Abstract: There are high demands on flexographic print quality to be sufficiently high and consistent in order to create a competitive packaging. At the same time the production efficiency need to be high. Printers thus need to achieve the same quality every time and quickly start-up new printing jobs. To accomplish this, one needs to gain a thorough understanding of how the liquid packaging board interacts with the ink and impacts the print quality.This thesis focuses on water-based ink absorption of liquid packaging boards and particularly on a) how uniformity of ink absorption can be measured and b) to what extent the absorption characteristics contribute to print mottle in flexographic printing.The work encompasses two parts. First, an absorption non-uniformity test method has been developed using a staining technique.

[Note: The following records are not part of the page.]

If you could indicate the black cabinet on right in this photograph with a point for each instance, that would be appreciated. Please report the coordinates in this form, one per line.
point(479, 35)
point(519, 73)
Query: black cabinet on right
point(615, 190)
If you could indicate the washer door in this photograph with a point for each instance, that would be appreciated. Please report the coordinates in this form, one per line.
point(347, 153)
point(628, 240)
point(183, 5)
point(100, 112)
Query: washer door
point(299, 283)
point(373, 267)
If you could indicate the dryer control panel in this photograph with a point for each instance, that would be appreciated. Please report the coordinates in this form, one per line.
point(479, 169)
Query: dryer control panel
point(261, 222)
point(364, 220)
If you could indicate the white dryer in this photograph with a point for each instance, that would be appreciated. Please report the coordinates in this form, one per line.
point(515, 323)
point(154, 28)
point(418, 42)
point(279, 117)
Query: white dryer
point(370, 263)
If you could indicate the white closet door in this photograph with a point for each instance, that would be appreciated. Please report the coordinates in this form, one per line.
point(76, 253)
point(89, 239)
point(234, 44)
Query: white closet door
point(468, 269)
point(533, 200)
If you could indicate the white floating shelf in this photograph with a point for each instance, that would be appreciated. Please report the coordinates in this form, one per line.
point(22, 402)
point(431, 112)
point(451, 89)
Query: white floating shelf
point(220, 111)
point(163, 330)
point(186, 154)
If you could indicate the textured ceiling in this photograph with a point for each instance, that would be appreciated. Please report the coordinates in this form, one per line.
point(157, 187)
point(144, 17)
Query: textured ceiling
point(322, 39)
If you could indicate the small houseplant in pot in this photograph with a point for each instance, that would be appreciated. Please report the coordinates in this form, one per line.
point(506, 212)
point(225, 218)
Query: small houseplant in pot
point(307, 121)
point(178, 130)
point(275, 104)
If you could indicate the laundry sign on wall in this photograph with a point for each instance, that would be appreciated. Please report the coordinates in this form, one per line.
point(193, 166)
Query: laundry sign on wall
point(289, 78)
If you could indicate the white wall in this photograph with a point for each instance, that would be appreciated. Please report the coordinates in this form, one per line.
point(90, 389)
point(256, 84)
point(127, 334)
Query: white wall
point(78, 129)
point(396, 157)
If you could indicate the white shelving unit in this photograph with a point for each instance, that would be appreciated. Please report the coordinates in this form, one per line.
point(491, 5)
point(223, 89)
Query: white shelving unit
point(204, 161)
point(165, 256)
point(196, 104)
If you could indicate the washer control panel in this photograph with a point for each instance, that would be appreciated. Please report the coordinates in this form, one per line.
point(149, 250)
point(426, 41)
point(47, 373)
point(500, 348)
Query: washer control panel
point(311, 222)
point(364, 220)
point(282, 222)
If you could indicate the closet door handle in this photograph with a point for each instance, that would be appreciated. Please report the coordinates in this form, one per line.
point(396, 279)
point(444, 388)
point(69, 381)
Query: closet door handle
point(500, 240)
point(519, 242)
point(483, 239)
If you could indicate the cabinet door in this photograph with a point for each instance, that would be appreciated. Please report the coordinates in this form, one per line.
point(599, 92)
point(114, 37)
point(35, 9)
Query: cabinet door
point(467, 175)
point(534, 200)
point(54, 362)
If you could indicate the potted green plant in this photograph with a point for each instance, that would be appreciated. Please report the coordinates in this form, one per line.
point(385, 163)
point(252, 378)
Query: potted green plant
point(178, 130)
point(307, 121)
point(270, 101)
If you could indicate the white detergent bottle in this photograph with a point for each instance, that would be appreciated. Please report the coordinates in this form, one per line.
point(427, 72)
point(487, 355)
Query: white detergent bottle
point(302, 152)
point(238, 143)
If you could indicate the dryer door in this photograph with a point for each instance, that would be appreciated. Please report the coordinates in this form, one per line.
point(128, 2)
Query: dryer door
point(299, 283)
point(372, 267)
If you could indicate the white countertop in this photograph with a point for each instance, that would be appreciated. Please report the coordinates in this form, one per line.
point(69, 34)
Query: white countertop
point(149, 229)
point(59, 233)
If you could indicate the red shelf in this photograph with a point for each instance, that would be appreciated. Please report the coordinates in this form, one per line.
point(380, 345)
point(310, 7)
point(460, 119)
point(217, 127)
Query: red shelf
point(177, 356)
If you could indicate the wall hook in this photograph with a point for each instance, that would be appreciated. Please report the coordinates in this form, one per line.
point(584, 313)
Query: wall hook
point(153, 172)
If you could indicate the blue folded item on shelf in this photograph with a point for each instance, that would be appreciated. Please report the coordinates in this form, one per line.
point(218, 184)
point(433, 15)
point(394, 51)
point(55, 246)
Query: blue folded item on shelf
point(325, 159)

This method is unique as it measures how unevenly an aqueous solution is absorbed, in a short time period and without impact from surface roughness. Moreover, the contributions from white-top mottle and absorption non-uniformity can be quantified simultaneously from one single measurement.Second, a method to independently study the effects of absorption non-uniformity on print quality has been established. This is achieved by introducing artificial absorption non-uniformities with well-controlled barrier patterns. A barrier pattern may modify local pore structure and/or surface energy, hence lead to lateral absorption variations. By these means, it is possible to produce a substrate property-matrix; encompassing absorption non-uniformity and for example surface roughness. It was demonstrated that non-uniform absorption indeed has a negative impact on print quality, both on smoother and rougher boards. Low absorption made print density decrease and uneven absorption caused print mottle. This was the case when other properties of the samples were kept within a narrow range; otherwise surface roughness appeared to determine print mottle ranking.